# OUCH!!!!!!



## shamoo (Oct 20, 2014)

A buddy of mine bought a leftover 2013 Nitro Z79(April), Sweet Ride, he was taking it down to the place where he bought it to have a keel guard installed (June), about 10 minutes from the shop someone blew through a stop sign and broad sided the Boat flipping it off the trailer and skidding 75 feet down the middle of the highway, totaled the boat. Im trying to copy and paste pictures. Ill post when I figure out how too. LOL


----------



## earl60446 (Oct 20, 2014)

Look on the bright side...

He doesn't have to spend money on a keel guard now. #-o Hopefully he won't have a problem with insurance.
Tim


----------



## shamoo (Oct 21, 2014)

So far So good with the insurance, they already came through with payment for the Rods and Reels that broke, (a couple of Shimano Ci4's)


----------



## Jim (Oct 21, 2014)

Ouch!


----------



## huntinfool (Oct 21, 2014)

That sux!


----------



## lovedr79 (Oct 21, 2014)

OH NO! is your buddy alright?


----------



## shamoo (Oct 21, 2014)

lovedr79 said:


> OH NO! is your buddy alright?


bummed out for about a week, found out the girl driving didn't have a divers license, her husband had some kinda business right down the road so she left the scene to get him.
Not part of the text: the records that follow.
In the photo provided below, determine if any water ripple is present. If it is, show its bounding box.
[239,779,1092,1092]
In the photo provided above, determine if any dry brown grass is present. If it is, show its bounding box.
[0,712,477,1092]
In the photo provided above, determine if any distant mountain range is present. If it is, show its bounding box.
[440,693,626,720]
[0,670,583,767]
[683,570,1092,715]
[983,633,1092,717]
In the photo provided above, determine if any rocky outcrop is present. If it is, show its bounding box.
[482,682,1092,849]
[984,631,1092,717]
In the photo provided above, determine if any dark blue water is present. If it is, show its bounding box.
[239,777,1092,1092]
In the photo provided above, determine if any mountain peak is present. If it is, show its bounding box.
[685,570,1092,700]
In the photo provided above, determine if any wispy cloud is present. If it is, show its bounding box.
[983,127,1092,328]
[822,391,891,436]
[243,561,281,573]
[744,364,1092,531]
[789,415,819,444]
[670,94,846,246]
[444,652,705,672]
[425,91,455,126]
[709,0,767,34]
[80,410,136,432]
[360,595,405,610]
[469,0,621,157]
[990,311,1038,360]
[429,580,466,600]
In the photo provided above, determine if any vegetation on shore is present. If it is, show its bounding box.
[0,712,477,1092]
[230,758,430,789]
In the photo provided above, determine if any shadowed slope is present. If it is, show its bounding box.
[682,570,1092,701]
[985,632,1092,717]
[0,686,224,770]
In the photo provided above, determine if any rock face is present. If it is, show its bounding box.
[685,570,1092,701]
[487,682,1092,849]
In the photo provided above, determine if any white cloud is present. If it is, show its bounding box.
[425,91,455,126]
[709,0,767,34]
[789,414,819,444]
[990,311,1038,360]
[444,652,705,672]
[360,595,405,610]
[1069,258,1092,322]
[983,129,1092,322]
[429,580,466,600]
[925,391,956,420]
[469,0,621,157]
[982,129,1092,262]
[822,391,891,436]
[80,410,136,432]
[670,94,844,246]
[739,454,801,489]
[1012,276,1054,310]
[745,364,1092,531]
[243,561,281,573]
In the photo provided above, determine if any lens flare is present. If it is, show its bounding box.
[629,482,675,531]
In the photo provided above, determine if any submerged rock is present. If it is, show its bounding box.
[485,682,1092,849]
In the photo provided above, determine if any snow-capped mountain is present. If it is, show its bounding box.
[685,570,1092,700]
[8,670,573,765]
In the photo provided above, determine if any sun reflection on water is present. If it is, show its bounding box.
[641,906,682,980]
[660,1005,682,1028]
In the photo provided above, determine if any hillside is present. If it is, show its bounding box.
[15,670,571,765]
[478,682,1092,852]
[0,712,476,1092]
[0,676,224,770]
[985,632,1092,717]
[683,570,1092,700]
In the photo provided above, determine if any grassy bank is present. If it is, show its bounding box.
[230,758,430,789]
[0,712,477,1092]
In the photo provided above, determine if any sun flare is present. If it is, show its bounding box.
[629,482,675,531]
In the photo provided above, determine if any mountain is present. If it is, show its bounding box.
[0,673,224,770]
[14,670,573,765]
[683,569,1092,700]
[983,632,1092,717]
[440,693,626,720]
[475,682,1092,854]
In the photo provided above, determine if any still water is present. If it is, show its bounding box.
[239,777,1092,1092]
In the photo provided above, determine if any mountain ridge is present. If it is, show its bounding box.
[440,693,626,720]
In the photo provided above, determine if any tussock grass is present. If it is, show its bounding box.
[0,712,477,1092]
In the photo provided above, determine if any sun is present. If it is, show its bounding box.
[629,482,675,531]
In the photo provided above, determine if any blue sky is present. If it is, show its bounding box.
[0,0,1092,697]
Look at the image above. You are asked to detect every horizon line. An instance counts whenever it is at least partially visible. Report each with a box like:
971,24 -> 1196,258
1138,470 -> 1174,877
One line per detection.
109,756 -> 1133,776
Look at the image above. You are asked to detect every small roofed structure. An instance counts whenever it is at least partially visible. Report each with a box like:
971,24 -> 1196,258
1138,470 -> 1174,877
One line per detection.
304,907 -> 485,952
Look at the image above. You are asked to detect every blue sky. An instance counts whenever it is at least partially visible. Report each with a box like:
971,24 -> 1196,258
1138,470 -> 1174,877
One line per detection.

They did come back. If I can figure out why the pictures aren't showing up when I copy and Paste, I'll post some.


----------



## earl60446 (Oct 21, 2014)

shamoo said:


> lovedr79 said:
> 
> 
> > OH NO! is your buddy alright?
> ...



My understanding is you have to upload pictures to the website via the website tool, not copy / paste. I think you can also upload via a link with the picture. I always just upload photos off my pc, works everytime.
Tim


----------



## SumDumGuy (Oct 22, 2014)

So what kind of business does your buddy now own?


----------



## shamoo (Oct 22, 2014)

Good news, hes going the the dealer Sat. to put a down payment on a new Z7. I going to go if I'm not going pumpkin picking.


----------



## Lowe 2070 CC (Oct 30, 2014)

Several years back my dad was headed to DeGray Lake in Arkansas before daylight (planning to meet me at the ramp). He was pulling a 395VS Ranger with a Johnson 225.

A drunk driver crossed the yellow line sideswiping him in the process and forcing him off the road. He went through the wall of a garage striking both vehicles in side and came to rest in the yard with the tandem axle trailer upside down on top of the truck and the boat upside down next to the truck.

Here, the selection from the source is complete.